On ne parla pas de déposer plainte à la police, évidemment. Bien mal acquis ne profite jamais…
Voilà l’énigme à laquelle les Aurac et moi sommes confrontés.
Avez-vous une idée qui pourrait déchiffrer le mystère. Vous donnez votre langue au chat ?
Alors, je vous apporte le dénouement de cette affaire.
Celle-ci prit une curieuse tournure quand, tous quatre, nous sommes revenus de Bruges quelques mois plus tard. La famille voulait me faire voir la mer, à moi une insulaire, et bien sûr, en passant, la ville flamande avec son beffroi, et sa basilique.
Comme toujours au retour d’un weekend, c’était le docteur qui entrait le premier, ayant ouvert avec sa clé, et tirant derrière lui, la valise de Françoise.
Tout l’immeuble dut l’entendre jurer comme un païen. Pourquoi s’en prenait-il à Dieu ?
Bénit soit le nom du Seigneur, ajouta Françoise en boutade!
Le portrait avait rejoint son cadre. La femme aux bleus n’avait pas vieilli, elle était toujours aussi curieusement belle, du moins vue avec les yeux du docteur.

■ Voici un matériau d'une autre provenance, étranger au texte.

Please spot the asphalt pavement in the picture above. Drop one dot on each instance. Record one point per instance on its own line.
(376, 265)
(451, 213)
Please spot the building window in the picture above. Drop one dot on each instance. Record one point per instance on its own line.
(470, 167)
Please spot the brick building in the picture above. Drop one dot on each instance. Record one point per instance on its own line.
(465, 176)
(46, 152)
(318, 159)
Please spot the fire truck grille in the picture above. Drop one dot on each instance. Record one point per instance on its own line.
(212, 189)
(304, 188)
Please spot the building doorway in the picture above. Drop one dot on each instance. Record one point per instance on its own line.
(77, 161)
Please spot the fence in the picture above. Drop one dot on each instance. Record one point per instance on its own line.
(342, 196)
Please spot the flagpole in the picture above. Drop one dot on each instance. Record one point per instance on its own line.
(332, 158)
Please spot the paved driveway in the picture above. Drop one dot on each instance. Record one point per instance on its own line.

- Regardez, fit Christian. Le tableau ! La femme aux yeux bleus. Elle est revenue. Comment c’est possible ? Dites-moi que je suis fou.
- Tu en doutais, lança Gilles, en se protégeant le visage.
Le docteur n’avait aucune tentation de gifler son fils. Il était trop heureux du retour inexplicable du tableau de Modigliani
- Comment est-elle revenue ma « Femme aux yeux bleus », s’interrogeait Christian ?
- Comme elle est partie, plaisanta Gilles.
- Je vais tout vous expliquez, dit Françoise.
Mme Aurac se mit à sourire d’un air coquin que je ne lui connaissais pas
- Quand nous sommes revenus de Londres, Christian, c’est toi qui as ouvert ka porte de l’appartement ?
- Evidemment, répliqua-t-il en haussant les épaules.
- Moi, je n’aurais pas pu ouvrir.
- Tu avais pourtant les mains libres, c’est moi qui trainais ta valise.
- J’avais les mains libres mais pas la clé. Je l’avais confiée à Gérard…
- Ton homme à tout faire à l’envers dans ta galerie. Et pourquoi, s’il vous plaît ?
- Pour qu’il profite de notre absence pour faire authentifier ton Modigliani.
- Drôle d’idée.
- Alors, combien il vaut, glissa Gilles ?
- Gérard a emporté la toile, la confiée à un expert, et le résultat connu, il lui a fait regagner sa place d’honneur dans notre salon.
- Et alors, éclata Christian d’un ton chargé de colère?
- Je suis désolée, confessa Françoise. Ton Modigliani est un faux.
Il y eut un silence qui m’effraya. Le docteur passa d’une colère réprimée qui lui fit monter le sang au visage à un chagrin qui alla jusqu’à des yeux humides de larmes. Ca me fit de la peine. Il fallait que je sache, intervint Françoise.
Et elle quitta pièce emportant sa valise. Gilles n’osa plaisanter. Moi je me suis approchée de Christian :
Docteur…, lui ai-je dit, Pardon, Christian… Il ne faut pas que cette histoire vous chagrine. Une œuvre est belle. Peu importe qu’elle soit vraie ou fausse. Peu importe qu’elle vaille beaucoup d‘argent ou rien du tout. La seule chose qui importe, c’est que vous l’aimiez. Finalement, cette œuvre d’un faussaire qui a imité Modigliani est un hommage au peintre qui a aimé cette femme aux yeux bleus, comme vous l’aimez à votre tour. Le faux est un moment rapide de la vérité. Votre femme doutait à juste titre, elle a cherché la vérité…
Christian m’a souri. Je crois que le docteur n’a gardé aucune rancune à son épouse. Mais non, pas grâce à moi.